The bungalow at 361 Pelham Road was dismantled in 2006 and taken to Sandtoft Trolleybus Museum and was totally rebuilt and can still be seen today.

The bungalows are timber framed and have a pitched roof, the walls and roof are clad in corrugated iron sheets galvanised with zinc. There is a single centrally positioned brick stack and originally had three fire places in the front room, living room and small bedroom. The building is rectangular in plan and is raised some 0.70m off the ground on brick piers. The window in the front porch is the only remaining original window.

Trinity Methodist Chapel

The Bethel Primitive Methodist chapel was established around 1856.  It changed its name to the Trinity in 1965 when the three Immingham societies united.

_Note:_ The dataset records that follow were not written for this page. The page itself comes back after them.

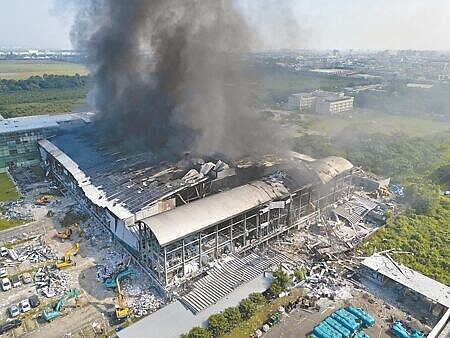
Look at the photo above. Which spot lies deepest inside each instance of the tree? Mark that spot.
(197, 332)
(281, 278)
(275, 289)
(233, 316)
(218, 324)
(247, 308)
(257, 298)
(423, 198)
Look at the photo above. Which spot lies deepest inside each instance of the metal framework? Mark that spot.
(253, 228)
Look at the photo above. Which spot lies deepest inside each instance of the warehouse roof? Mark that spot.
(329, 167)
(25, 123)
(413, 280)
(198, 215)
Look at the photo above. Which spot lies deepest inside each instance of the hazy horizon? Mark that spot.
(282, 24)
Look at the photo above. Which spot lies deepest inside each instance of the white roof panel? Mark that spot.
(198, 215)
(401, 274)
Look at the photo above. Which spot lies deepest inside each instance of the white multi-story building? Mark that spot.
(321, 102)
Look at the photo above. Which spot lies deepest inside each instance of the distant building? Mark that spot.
(321, 102)
(19, 136)
(335, 105)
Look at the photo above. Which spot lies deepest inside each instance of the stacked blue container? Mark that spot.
(361, 314)
(338, 326)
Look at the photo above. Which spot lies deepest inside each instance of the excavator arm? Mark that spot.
(122, 312)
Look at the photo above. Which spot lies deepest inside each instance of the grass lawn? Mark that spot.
(7, 224)
(377, 123)
(23, 69)
(8, 191)
(42, 101)
(262, 314)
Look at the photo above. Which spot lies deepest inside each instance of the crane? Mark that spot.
(67, 260)
(111, 283)
(55, 310)
(122, 311)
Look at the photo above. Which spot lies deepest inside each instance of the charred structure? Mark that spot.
(179, 218)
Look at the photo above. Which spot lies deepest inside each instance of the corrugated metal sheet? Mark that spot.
(193, 217)
(93, 193)
(413, 280)
(329, 167)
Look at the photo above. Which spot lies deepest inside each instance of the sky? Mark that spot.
(298, 24)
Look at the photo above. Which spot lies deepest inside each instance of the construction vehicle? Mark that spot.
(67, 233)
(110, 283)
(55, 311)
(122, 312)
(67, 259)
(44, 199)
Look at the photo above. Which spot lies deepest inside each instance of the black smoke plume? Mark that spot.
(170, 76)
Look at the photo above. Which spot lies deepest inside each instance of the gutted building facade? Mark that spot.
(177, 219)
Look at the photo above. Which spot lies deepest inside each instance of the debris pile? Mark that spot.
(113, 262)
(139, 298)
(50, 281)
(324, 281)
(35, 253)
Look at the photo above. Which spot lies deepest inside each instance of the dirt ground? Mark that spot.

The Wesleyan Methodist Chapel

The Wesleyan Chapel still stands on the corner of Bluestone Lane and Pelham Road. It was built in 1883 costing £275. The shed next door was once the rating office. It was the former home of the Immingham Museum until it moved in 1970.

Kings Road Mission Chapel

The Wesleyan Methodist Mission opened on Kings Road in 1925.  Also known as the Immingham Dock Mission, it began as a temporary chapel, built in 1907. The permanent chapel was built alongside it in 1925.  The chapel closed in 1965 after which its premises were administered as part of Immingham Trinity Chapel.

Former Police Station

Immingham’s former police station stands in Humberville Road opposite the County Hotel. Constructed in 1911, it replaced the police station that was sited within the corrugated iron buildings of tin town built to house the construction workers of the docks. Its first Police Sergeant was a Sgt Orange.